Mayors across Canada are calling on the federal parties to take urgent action on housing and homelessness as voting day fast approaches.
In an open letter to the federal parties, 17 mayors from cities across the country — including Toronto, Calgary, Vancouver, Halifax, Ottawa, Montreal, Winnipeg, and Edmonton — push the next federal government to use its leadership to deal with the “devastating consequences” of Canada’s underfunded affordable housing and social services.
“I'm hoping this letter is a clear signal to federal party leaders and Canadians that there is a housing and homelessness crisis,” said Tim Richter, president of the Canadian Alliance to End Homelessness (CAEH), a national advocacy group that aims to end homelessness across the country.
“There is support for action on ending homelessness and addressing Canada's housing need beyond just the homeownership piece of the housing crisis in Canada.”
The letter endorses a six-point platform by Vote Housing, a national non-partisan campaign to end homelessness and improve housing in Canada, as well as a housing platform by the Federation of Canadian Municipalities.
Both platforms call for urgent federal action, significant new investments in housing construction, and supports like rental assistance to reduce core housing need, which is when a home is in need of significant repairs, is too small for the household that lives there, or costs more than 30 per cent of the household’s income.
Richter said this is the first federal election in his memory where housing has been a top priority, and it reflects the views of Canadians.
Eighty per cent of Canadians said they would be more supportive or somewhat supportive of a political party that proposes concrete action to end homelessness and build safe, affordable housing in Canada, according to a Nanos poll for the CAEH done in August.
The letter explains that Canada’s rise in homelessness and unaffordable housing is a direct result of the federal government pulling investments in affordable housing and social services in the 1980s and 1990s.
“This situation was created by federal policy, and it will take federal leadership to reverse its devastating consequences,” it reads.
Although each party addresses housing in its platform, some commitments are stronger than others.

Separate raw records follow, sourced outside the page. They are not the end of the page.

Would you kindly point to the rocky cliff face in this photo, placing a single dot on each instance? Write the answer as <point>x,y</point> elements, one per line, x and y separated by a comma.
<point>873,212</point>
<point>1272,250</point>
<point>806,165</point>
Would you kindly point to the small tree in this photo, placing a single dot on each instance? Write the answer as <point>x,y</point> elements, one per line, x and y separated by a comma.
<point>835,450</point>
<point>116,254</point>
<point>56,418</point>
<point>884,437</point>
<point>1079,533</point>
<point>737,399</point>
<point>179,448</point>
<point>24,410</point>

The Green Party’s platform is the only one that mentions supportive housing, promising to invest in the construction and operation of 50,000 supportive housing units over 10 years.

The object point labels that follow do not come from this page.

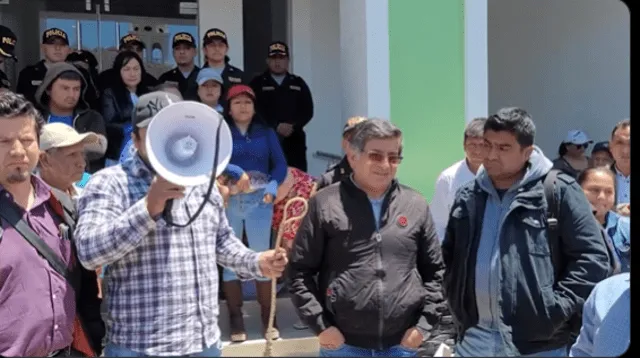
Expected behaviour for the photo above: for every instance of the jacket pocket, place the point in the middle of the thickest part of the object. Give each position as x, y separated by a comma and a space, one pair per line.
535, 308
541, 269
352, 303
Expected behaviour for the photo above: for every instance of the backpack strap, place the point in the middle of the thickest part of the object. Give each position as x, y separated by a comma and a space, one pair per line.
553, 218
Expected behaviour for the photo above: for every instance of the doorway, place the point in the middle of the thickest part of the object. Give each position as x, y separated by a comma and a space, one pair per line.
263, 22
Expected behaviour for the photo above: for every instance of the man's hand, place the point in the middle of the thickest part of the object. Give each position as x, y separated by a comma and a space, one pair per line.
159, 193
412, 338
273, 262
244, 183
225, 193
331, 338
285, 129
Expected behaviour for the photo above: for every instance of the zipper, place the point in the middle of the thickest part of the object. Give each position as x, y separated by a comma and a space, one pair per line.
75, 118
380, 285
495, 307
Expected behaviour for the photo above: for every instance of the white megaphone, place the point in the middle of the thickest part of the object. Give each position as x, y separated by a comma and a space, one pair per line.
181, 143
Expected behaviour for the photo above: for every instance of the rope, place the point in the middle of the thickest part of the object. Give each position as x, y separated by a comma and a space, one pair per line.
271, 335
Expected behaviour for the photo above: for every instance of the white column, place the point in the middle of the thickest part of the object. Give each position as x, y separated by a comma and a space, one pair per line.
364, 58
227, 16
476, 65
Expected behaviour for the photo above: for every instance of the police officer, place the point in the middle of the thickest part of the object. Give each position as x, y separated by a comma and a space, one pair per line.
186, 73
55, 47
130, 42
215, 47
7, 48
284, 100
87, 63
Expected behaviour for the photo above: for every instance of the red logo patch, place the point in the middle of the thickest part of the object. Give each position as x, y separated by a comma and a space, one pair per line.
402, 221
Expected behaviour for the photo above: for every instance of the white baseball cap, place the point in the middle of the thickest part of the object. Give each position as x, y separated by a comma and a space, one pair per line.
577, 137
60, 135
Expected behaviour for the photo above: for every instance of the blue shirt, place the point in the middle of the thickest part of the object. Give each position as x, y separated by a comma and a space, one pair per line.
606, 320
258, 150
619, 230
68, 120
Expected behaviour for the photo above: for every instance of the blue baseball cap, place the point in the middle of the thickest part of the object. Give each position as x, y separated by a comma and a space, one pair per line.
600, 146
208, 74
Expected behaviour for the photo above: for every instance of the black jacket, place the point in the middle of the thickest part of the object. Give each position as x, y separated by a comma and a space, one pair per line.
30, 79
335, 174
289, 102
188, 86
371, 303
537, 300
4, 80
88, 304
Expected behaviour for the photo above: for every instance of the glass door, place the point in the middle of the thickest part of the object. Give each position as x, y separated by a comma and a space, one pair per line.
100, 33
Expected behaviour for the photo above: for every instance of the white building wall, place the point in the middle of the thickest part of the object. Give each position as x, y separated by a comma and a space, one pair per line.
566, 62
315, 47
476, 67
364, 58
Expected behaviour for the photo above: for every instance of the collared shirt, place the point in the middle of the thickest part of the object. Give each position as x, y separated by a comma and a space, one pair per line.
623, 188
162, 297
447, 184
606, 320
37, 305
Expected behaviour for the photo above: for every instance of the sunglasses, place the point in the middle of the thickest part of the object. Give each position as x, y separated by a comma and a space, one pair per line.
378, 157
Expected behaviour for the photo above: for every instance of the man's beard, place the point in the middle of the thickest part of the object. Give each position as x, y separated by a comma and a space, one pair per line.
18, 177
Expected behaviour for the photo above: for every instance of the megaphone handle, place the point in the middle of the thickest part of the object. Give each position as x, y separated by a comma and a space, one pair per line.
166, 213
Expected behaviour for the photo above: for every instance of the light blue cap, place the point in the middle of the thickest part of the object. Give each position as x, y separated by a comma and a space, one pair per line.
207, 74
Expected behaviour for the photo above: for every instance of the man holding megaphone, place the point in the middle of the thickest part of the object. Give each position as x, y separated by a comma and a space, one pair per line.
162, 295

Supportive housing involves providing renters with a subsidy to make housing more affordable and pairing them with social workers and other services to help tenants with finances, assistance applications, getting to appointments, and other support.
It is considered one of the most effective ways to address long-term homelessness, said Nick Falvo, a Calgary-based consultant and research associate with Carleton University specializing in homelessness and affordability.

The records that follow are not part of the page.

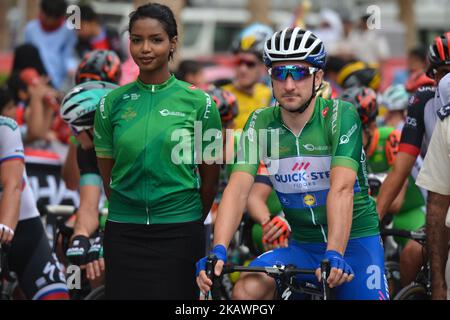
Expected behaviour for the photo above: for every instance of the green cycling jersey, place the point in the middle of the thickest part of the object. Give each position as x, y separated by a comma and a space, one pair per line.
149, 132
299, 166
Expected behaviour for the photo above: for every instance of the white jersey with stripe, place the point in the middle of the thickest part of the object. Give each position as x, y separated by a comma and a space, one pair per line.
11, 148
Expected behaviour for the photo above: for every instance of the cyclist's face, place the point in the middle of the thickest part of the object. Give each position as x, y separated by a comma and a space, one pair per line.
249, 69
290, 93
150, 45
9, 110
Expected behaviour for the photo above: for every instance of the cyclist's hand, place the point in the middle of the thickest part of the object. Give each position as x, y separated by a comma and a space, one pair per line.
203, 282
6, 233
340, 270
281, 243
276, 232
78, 250
95, 262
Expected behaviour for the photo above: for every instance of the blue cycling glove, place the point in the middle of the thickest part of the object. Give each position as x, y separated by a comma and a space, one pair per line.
219, 251
338, 262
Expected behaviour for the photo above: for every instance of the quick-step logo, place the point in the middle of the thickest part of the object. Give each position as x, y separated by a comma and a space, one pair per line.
301, 174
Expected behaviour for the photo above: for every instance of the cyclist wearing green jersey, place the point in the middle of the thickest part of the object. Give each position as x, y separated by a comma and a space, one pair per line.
264, 207
78, 110
318, 170
144, 141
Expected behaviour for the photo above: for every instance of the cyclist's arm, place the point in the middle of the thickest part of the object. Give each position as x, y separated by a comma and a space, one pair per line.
437, 240
87, 213
37, 114
70, 171
11, 173
340, 207
394, 182
209, 174
257, 202
398, 201
105, 166
232, 206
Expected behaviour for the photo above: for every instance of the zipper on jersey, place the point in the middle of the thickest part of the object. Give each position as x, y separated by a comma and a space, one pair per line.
145, 160
296, 138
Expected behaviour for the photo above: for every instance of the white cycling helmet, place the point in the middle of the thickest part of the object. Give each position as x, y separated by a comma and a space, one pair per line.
395, 98
79, 105
295, 44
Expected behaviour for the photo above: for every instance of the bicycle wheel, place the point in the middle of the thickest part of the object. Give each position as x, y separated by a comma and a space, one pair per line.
392, 270
414, 291
96, 294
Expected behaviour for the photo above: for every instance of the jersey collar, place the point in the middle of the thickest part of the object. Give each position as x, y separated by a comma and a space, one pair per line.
310, 120
156, 87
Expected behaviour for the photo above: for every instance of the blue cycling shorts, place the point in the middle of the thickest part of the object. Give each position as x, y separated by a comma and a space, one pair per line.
365, 255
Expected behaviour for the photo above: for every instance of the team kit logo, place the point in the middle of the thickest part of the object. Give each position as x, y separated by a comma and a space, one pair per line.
301, 182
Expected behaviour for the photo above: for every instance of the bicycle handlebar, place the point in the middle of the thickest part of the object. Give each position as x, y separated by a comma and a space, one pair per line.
274, 272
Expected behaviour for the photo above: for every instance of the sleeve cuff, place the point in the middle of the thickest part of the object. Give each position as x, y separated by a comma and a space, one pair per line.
340, 161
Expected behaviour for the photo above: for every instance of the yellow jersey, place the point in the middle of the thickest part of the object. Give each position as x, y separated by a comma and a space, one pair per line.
248, 103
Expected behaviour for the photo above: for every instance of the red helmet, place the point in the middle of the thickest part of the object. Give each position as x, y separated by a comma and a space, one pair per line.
392, 145
418, 79
99, 65
439, 53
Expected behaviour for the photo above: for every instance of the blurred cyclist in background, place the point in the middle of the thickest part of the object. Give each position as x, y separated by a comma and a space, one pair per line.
55, 42
92, 35
395, 99
250, 93
192, 71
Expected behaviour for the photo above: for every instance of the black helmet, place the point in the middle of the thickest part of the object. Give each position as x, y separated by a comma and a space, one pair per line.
99, 65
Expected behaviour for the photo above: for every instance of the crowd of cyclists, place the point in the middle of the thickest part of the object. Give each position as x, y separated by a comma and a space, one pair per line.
301, 153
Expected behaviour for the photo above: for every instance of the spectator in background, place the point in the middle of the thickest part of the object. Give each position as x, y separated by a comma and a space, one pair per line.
435, 177
92, 35
27, 56
33, 114
368, 45
416, 64
330, 30
250, 93
191, 71
332, 68
54, 40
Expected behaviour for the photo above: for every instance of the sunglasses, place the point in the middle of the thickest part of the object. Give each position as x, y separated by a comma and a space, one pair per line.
75, 131
248, 63
297, 72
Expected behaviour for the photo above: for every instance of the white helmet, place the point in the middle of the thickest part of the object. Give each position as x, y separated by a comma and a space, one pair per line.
395, 98
79, 105
295, 44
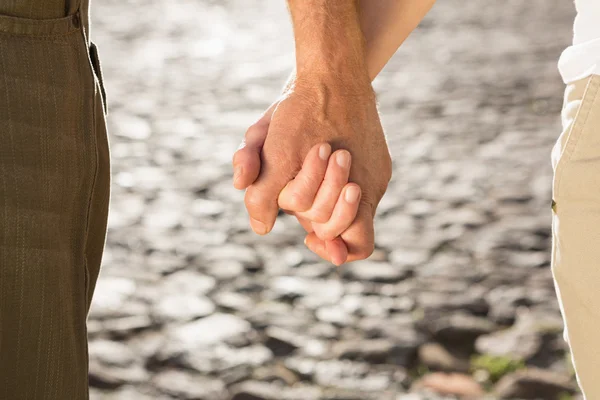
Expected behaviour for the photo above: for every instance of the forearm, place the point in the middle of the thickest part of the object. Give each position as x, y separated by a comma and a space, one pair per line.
329, 42
386, 24
350, 36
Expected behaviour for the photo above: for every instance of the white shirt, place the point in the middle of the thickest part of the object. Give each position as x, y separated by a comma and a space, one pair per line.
582, 59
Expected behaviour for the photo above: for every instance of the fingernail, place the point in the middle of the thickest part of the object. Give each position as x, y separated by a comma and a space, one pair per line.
258, 227
237, 173
343, 159
352, 194
324, 151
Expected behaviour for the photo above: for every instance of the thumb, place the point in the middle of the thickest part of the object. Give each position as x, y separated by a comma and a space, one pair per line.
246, 160
360, 236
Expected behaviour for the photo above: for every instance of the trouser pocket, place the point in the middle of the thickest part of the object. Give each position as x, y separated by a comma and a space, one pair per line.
98, 71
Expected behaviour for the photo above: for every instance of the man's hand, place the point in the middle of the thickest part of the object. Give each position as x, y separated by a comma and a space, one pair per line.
309, 114
330, 102
320, 189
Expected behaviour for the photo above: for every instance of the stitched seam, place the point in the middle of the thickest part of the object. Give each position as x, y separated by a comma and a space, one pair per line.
33, 36
577, 129
92, 191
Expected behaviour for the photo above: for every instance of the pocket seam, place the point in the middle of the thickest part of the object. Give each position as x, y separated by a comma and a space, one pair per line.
39, 28
577, 130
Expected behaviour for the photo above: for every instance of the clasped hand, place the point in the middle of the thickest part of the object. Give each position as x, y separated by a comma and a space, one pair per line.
320, 154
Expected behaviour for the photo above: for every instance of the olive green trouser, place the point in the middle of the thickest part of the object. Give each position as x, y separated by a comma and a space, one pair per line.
54, 192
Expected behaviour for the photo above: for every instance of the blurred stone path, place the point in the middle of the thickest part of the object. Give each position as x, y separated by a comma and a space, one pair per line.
458, 297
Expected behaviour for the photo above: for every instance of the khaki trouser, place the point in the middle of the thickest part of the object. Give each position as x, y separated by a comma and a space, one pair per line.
576, 228
54, 192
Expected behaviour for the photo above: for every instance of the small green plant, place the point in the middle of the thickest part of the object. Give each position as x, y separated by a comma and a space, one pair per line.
565, 396
496, 366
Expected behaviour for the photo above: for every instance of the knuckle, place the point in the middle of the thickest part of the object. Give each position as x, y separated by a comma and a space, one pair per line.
253, 132
298, 201
254, 199
365, 251
319, 215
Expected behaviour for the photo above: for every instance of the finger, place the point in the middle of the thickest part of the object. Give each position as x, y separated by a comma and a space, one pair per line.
360, 236
306, 224
277, 170
246, 160
343, 214
317, 246
336, 177
299, 193
334, 251
337, 250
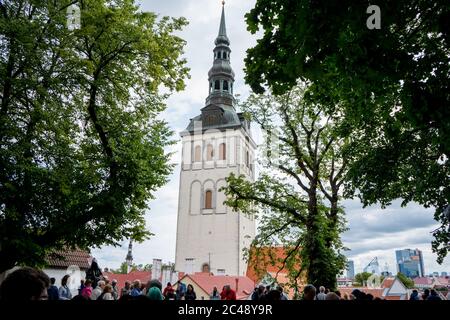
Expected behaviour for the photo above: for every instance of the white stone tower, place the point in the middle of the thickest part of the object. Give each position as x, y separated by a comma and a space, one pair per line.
210, 236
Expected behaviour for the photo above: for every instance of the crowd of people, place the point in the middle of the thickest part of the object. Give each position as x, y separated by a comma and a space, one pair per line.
32, 284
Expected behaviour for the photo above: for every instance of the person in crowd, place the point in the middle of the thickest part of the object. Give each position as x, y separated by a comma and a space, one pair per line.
169, 292
321, 295
215, 295
309, 292
107, 293
64, 291
126, 290
94, 273
190, 293
98, 290
52, 291
258, 293
433, 295
332, 296
426, 294
414, 295
25, 284
136, 291
229, 293
283, 296
81, 287
181, 290
87, 290
115, 289
154, 293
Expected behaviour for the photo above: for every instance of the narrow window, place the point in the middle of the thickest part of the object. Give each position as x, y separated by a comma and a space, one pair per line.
208, 199
209, 152
222, 151
225, 86
197, 154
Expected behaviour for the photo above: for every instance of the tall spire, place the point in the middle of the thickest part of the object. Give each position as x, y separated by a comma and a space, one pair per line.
223, 27
221, 75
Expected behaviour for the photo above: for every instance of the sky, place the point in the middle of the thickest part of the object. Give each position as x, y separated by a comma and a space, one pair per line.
373, 232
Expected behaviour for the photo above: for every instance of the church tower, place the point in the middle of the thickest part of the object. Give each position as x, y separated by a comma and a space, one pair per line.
210, 236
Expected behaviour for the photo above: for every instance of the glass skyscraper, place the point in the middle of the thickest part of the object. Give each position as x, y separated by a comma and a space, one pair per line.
410, 262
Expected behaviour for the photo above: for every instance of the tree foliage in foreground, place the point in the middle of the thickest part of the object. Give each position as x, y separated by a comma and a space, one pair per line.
392, 86
81, 148
296, 196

“When four of the five parties don't even mention supportive housing, that's quite disappointing,” he said.
He said the Liberals, Conservatives, and NDP all put significant emphasis on first-time homebuyers in their platforms and little focus on homelessness, whereas the Bloc Québécois and Greens put more emphasis on addressing homelessness.
A Green government would “declare housing affordability and homelessness a national emergency,” a Green party spokesperson said, as well as require housing developments that receive federal funding to ensure 30 per cent of all units in each development are deeply affordable and/or available to people with disabilities and special needs.
Along with its supportive housing pledge, the Green Party also shares the Vote Housing call to action to build and acquire a minimum of 300,000 units of deeply affordable non-market, co-op, and non-profit housing over a decade.
The Greens also pledge to “refocus” the Canadian Mortgage and Housing Corporation “on supporting the development of affordable non-market and co-operative housing, as opposed to its current priority of supporting Canadian lenders to de-risk investment in housing ownership,” which Falvo said is “bold.”
Steve Pomeroy, a housing policy research consultant in Ottawa, says the Liberal and NDP platforms heavily emphasize homeownership, despite the fact only about four per cent of Canada’s total households buy a home each year, meanwhile, renters make up 32 per cent of the population.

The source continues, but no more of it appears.